SMT for Iceberg Sink Connector

Olga Semme

Collapse content Expand content

Contents

Overview of SMT
CopyValue
DmsTransform
DebeziumTransform
JsonToMapTransform
KafkaMetadataTransform
MongoDebeziumTransform
Example of SMT

Overview of SMT

Single Message Transform (SMT) — a ready-made component with simple logic for a single message transformation.

SMT transformations are part of the Kafka Connect architecture, used to modify data before writing it to Kafka and to modify data read from Kafka, simplifying event processing and routing.
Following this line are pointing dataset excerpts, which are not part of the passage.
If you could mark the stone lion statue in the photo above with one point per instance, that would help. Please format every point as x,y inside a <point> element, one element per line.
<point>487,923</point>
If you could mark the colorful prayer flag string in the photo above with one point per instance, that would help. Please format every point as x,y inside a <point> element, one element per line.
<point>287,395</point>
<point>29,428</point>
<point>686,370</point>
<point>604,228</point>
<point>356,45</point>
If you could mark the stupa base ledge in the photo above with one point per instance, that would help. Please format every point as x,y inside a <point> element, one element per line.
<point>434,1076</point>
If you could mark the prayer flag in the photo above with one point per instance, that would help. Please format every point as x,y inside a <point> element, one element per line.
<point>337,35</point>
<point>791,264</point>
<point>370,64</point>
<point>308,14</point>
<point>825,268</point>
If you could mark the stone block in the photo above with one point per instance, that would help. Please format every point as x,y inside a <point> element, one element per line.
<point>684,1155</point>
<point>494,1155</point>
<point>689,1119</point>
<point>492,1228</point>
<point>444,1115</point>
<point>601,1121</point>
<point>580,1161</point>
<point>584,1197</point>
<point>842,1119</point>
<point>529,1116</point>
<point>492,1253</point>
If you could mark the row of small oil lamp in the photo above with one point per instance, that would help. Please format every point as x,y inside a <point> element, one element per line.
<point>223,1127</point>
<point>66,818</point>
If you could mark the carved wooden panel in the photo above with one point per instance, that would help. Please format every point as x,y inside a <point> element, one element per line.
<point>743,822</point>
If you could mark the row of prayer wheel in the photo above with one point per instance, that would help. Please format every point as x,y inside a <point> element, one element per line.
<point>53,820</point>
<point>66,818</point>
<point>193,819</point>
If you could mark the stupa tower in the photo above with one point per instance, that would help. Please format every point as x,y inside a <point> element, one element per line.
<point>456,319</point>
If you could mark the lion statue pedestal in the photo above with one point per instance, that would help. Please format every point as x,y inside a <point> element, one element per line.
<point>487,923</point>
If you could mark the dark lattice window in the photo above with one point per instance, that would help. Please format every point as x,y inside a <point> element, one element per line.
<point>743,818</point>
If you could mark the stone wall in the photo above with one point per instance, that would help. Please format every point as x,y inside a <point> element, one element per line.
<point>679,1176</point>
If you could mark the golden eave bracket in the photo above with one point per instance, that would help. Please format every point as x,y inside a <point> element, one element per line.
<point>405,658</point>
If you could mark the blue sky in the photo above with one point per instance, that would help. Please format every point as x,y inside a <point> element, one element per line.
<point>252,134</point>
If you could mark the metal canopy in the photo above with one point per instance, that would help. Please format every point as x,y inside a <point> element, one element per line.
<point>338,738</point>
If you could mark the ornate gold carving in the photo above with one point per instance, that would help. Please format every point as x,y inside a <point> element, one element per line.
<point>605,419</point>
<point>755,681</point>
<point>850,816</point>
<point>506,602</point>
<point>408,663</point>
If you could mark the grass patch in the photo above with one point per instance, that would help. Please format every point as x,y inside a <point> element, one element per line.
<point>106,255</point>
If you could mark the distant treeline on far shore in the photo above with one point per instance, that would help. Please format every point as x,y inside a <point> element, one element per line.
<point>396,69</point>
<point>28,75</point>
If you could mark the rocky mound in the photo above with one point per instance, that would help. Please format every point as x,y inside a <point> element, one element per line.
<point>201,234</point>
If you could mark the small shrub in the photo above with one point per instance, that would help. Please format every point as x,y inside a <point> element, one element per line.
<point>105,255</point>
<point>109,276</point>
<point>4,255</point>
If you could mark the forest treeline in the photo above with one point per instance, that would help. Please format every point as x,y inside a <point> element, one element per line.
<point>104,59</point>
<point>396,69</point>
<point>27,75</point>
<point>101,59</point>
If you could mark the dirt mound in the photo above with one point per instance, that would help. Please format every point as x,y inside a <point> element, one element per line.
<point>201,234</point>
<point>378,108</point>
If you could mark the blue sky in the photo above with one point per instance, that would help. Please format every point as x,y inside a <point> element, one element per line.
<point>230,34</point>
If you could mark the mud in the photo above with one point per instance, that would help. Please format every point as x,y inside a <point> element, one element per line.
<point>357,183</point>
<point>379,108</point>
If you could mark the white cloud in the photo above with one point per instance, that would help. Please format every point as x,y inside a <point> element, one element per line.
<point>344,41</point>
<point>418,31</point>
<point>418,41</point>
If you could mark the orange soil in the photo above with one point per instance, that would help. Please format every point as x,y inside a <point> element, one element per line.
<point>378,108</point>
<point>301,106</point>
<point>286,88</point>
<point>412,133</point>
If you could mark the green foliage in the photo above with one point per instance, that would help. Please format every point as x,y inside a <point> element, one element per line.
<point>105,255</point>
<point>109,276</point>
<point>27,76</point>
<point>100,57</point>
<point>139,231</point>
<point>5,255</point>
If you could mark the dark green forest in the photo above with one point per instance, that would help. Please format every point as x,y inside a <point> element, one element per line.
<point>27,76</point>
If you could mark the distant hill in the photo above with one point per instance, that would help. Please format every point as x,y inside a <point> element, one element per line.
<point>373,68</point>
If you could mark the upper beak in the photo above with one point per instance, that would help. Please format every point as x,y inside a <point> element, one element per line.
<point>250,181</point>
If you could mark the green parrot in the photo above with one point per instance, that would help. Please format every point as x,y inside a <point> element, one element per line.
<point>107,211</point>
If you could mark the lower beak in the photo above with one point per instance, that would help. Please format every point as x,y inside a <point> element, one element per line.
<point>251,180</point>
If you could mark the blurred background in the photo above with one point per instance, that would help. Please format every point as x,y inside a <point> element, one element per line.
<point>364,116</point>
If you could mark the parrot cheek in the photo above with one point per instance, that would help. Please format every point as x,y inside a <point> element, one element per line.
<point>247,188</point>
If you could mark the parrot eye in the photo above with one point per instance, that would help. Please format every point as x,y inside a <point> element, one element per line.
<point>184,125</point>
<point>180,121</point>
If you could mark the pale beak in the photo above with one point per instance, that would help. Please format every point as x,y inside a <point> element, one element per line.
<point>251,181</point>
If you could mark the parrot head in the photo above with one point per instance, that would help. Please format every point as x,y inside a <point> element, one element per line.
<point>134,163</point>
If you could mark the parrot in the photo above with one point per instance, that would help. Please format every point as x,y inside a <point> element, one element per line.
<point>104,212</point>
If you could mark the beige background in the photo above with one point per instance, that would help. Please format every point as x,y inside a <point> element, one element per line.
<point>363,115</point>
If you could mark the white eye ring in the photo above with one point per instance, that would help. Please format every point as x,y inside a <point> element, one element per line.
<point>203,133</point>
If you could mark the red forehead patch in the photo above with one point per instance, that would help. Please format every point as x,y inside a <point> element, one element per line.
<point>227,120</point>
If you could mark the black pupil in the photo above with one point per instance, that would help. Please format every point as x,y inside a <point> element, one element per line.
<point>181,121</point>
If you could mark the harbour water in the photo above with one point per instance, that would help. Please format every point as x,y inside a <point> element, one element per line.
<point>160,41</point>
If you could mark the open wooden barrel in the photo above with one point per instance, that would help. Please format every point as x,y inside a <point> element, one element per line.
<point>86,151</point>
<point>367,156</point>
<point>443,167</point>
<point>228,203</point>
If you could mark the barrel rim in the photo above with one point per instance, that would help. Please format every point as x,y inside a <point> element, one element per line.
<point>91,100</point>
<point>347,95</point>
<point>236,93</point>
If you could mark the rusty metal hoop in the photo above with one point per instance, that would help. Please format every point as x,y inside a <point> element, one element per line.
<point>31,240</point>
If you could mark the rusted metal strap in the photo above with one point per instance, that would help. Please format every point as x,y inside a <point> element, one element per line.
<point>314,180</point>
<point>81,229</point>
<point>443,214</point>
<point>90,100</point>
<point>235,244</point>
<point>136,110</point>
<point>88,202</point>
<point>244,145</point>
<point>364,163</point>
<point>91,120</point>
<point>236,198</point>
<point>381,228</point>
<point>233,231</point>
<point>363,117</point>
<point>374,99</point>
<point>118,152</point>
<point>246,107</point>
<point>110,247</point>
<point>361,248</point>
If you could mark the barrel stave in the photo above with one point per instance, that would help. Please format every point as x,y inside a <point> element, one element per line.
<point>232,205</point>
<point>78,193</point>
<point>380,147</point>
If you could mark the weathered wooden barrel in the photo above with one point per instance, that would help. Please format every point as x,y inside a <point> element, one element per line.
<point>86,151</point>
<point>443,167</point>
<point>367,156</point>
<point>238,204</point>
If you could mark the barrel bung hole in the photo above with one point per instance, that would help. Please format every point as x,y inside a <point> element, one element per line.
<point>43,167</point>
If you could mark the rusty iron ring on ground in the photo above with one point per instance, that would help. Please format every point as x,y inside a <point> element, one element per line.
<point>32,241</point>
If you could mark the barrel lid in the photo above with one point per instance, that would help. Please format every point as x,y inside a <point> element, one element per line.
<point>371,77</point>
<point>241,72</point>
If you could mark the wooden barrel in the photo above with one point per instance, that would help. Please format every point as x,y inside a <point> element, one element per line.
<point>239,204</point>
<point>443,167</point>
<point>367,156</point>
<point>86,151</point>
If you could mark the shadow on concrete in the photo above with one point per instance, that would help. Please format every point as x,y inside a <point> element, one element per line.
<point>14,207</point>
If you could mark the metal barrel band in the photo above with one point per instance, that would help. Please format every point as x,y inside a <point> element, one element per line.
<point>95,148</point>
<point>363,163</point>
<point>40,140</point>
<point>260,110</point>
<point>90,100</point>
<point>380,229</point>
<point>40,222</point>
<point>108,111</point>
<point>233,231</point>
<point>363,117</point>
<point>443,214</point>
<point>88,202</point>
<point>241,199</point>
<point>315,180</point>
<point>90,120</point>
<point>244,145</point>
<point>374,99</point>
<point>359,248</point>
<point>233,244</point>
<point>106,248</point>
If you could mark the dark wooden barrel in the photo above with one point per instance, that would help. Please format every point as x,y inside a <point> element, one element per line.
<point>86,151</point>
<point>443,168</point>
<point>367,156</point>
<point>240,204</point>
SMT transformations are not mandatory.

The configuration of transformations is performed as part of the instance configuration of the connector via the following parameters:

{
"transforms": "<alias>",
"transforms.<alias>.type": "<alias.type>",
"transforms.<alias>.<transformConfig>": "<valueTransformConfig>"
}

where:

<alias> — the name of the transformation; names can be listed separated by commas in the order the transformations are applied.
<alias.type> — the full class name for the transformation.
<transformConfig> — the configuration parameter for a specific transformation. Some transformations may not have parameters.
<valueTransformConfig> — the value of the transformation’s configuration parameter.

Starting with ADS 3.9.1.1.b1, in ADS Control, several types (classes) of SMT are available for configuration by default for the Iceberg Sink Connector:

io.tabular.iceberg.connect.transforms.CopyValue
io.tabular.iceberg.connect.transforms.DmsTransform
io.tabular.iceberg.connect.transforms.DebeziumTransform
io.tabular.iceberg.connect.transforms.JsonToMapTransform
io.tabular.iceberg.connect.transforms.KafkaMetadataTransform
io.tabular.iceberg.connect.transforms.MongoDebeziumTransform

CopyValue

CopyValue copies a value from one field to a new field.

The configuration parameters for the CopyValue transformation are described below.

Parameter

Description

source.field

Name of the field from which the value is copied

target.field

Name of the field into which the value is copied

DmsTransform

DmsTransform converts a message into the format used in AWS Database Migration Service (AWS DMS) for migrating data to a target store using the CDC feature. Applying the transformation promotes the data fields to the top level and adds metadata fields: _cdc.op, _cdc.ts, and _cdc.source.

There are no configuration parameters for the DmsTransform transformation.

DebeziumTransform

DebeziumTransform converts a message into the format used in the Debezium platform for migrating data to the target storage using the CDC function.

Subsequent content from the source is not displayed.